Ceará teme perder aeroporto, torres eólicas, escolas e hospitais em litígio de terras com Piauí

As terras do Ceará reivindicadas na Justiça pelo Piauí têm potencial para geração de energia limpa, abrigam parques ecológicos que recebem milhares de turistas e possuem forte produção no agronegócio, além de equipamentos municipais e estaduais, como hospitais, estradas e um aeroporto. O conflito pelas terras já afasta investidores e pode criar uma barreira fiscal para o comércio local, segundo empresários e políticos cearenses ouvidos pelo g1.

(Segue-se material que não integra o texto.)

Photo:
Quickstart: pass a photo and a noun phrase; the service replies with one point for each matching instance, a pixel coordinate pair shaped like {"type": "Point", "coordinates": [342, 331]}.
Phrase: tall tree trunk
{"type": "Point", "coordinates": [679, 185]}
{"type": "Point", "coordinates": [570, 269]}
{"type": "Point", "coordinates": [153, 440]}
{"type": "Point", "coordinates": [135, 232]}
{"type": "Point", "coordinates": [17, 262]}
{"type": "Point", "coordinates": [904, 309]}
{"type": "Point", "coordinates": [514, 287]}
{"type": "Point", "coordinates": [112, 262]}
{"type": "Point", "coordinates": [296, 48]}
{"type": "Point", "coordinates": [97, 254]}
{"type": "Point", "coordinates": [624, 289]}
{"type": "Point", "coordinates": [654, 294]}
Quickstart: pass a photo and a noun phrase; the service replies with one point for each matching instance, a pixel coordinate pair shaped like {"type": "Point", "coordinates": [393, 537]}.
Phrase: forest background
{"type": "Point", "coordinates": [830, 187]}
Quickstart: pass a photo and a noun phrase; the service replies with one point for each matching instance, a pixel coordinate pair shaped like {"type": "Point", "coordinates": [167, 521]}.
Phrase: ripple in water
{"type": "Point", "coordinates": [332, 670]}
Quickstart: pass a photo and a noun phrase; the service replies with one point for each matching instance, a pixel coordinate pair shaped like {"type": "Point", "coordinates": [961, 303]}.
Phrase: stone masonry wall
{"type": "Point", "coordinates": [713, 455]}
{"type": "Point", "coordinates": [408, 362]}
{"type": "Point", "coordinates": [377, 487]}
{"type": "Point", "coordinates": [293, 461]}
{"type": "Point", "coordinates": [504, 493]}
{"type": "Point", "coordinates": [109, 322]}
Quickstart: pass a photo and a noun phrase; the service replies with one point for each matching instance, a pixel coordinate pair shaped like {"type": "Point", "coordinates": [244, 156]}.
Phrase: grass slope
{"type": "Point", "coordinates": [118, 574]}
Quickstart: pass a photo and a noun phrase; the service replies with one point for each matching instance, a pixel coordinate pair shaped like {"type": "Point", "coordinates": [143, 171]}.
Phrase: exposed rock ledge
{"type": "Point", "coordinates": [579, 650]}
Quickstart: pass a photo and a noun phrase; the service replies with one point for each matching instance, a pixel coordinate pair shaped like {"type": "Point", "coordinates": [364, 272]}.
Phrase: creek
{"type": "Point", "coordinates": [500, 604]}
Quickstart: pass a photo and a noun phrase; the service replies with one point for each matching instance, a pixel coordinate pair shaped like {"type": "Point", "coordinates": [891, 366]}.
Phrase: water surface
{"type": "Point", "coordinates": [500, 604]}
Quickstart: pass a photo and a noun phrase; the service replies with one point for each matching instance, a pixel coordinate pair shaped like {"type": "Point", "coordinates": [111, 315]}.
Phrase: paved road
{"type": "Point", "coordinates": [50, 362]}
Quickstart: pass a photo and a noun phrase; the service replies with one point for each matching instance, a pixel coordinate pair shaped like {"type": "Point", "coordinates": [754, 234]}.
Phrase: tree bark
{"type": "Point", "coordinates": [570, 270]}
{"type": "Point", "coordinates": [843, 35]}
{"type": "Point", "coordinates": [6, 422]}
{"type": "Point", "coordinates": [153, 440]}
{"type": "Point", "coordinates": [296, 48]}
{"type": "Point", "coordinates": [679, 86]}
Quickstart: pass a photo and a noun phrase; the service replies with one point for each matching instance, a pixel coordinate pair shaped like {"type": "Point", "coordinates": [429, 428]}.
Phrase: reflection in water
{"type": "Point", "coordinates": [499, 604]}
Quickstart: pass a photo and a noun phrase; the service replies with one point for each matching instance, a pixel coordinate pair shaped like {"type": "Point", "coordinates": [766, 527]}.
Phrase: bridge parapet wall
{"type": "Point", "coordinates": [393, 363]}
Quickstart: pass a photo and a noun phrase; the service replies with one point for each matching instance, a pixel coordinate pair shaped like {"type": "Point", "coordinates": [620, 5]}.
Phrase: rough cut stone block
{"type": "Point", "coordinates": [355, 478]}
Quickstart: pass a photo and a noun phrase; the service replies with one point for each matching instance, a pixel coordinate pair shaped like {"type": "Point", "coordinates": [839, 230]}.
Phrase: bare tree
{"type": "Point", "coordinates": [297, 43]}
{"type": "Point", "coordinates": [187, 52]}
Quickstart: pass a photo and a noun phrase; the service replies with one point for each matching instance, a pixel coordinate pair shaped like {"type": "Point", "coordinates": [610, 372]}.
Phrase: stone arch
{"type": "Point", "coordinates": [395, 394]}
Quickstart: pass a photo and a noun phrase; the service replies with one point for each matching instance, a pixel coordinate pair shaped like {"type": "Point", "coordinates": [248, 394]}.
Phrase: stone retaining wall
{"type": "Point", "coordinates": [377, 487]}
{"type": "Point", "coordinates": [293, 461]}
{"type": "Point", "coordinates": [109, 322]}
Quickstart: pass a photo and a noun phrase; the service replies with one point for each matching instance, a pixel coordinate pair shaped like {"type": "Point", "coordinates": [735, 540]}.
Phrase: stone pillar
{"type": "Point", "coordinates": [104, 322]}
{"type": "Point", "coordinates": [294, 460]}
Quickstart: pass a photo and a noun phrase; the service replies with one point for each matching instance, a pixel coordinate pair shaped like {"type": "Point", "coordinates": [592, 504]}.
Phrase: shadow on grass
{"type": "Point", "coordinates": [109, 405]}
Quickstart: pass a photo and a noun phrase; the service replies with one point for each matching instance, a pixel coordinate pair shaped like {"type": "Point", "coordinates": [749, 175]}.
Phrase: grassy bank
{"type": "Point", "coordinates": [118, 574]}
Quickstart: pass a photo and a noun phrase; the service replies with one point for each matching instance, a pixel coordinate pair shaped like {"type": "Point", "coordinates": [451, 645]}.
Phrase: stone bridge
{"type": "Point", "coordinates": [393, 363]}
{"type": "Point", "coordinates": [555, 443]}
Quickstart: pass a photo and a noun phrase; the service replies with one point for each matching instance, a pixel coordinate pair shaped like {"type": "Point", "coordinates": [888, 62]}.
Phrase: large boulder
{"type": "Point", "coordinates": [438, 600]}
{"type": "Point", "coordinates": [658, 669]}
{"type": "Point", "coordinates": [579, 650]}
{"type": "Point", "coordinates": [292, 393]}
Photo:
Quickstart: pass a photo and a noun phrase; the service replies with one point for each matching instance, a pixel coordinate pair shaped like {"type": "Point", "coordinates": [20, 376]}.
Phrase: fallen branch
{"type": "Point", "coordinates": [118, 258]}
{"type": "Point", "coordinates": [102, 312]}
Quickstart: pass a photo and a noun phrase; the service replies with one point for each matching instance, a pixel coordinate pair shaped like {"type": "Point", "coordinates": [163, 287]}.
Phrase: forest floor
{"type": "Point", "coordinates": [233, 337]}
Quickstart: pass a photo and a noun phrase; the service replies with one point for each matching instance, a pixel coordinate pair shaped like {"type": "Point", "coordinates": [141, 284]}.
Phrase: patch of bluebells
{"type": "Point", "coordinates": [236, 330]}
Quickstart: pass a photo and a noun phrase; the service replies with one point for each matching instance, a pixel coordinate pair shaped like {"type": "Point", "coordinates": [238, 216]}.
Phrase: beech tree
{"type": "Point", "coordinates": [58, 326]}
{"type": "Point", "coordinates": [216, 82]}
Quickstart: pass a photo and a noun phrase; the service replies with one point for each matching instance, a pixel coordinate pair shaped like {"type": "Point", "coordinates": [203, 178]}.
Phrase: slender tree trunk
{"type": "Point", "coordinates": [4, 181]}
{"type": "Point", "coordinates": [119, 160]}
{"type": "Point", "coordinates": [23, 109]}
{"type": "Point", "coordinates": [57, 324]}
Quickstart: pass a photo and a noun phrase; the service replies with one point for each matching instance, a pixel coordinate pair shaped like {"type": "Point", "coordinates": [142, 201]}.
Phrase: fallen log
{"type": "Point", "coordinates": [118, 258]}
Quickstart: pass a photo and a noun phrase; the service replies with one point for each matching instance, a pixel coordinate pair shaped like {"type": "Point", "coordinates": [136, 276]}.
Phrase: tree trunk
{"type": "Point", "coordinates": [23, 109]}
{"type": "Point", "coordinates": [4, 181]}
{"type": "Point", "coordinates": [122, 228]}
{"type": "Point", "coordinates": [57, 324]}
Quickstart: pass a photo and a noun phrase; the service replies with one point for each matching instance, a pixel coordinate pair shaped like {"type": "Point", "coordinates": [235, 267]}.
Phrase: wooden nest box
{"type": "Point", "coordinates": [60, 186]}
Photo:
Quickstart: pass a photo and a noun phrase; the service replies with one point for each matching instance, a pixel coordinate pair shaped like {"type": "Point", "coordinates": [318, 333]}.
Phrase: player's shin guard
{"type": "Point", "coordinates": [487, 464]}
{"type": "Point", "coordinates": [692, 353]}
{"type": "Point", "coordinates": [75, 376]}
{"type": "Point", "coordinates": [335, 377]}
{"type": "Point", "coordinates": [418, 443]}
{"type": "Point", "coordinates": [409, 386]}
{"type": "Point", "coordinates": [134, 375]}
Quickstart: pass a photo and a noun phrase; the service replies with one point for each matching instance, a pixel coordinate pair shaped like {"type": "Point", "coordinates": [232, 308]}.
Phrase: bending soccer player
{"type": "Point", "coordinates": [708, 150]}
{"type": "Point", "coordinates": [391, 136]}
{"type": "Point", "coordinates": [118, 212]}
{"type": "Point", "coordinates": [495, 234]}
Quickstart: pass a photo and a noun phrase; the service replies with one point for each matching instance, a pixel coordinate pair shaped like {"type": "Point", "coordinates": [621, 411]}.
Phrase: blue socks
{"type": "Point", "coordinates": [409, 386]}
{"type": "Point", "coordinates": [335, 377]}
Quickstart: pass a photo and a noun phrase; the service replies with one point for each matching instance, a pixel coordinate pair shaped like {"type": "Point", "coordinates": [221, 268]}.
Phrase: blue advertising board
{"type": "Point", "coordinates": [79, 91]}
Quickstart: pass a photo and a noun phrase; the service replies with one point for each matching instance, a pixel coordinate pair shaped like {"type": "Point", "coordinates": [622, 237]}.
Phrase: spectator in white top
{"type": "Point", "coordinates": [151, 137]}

O Piauí pede no Supremo Tribunal Federal (STF) 2,8 mil km ² de terras que o Ceará supostamente invadiu no estado vizinho. Um estudo prévio do Exército solicitado pelo STF e pago pelo Piauí define a divisa entre os estados ainda mais ao oeste, ou seja, o Ceará deverá devolver mais terra que o reivindicado pelos piauienses caso perca a ação.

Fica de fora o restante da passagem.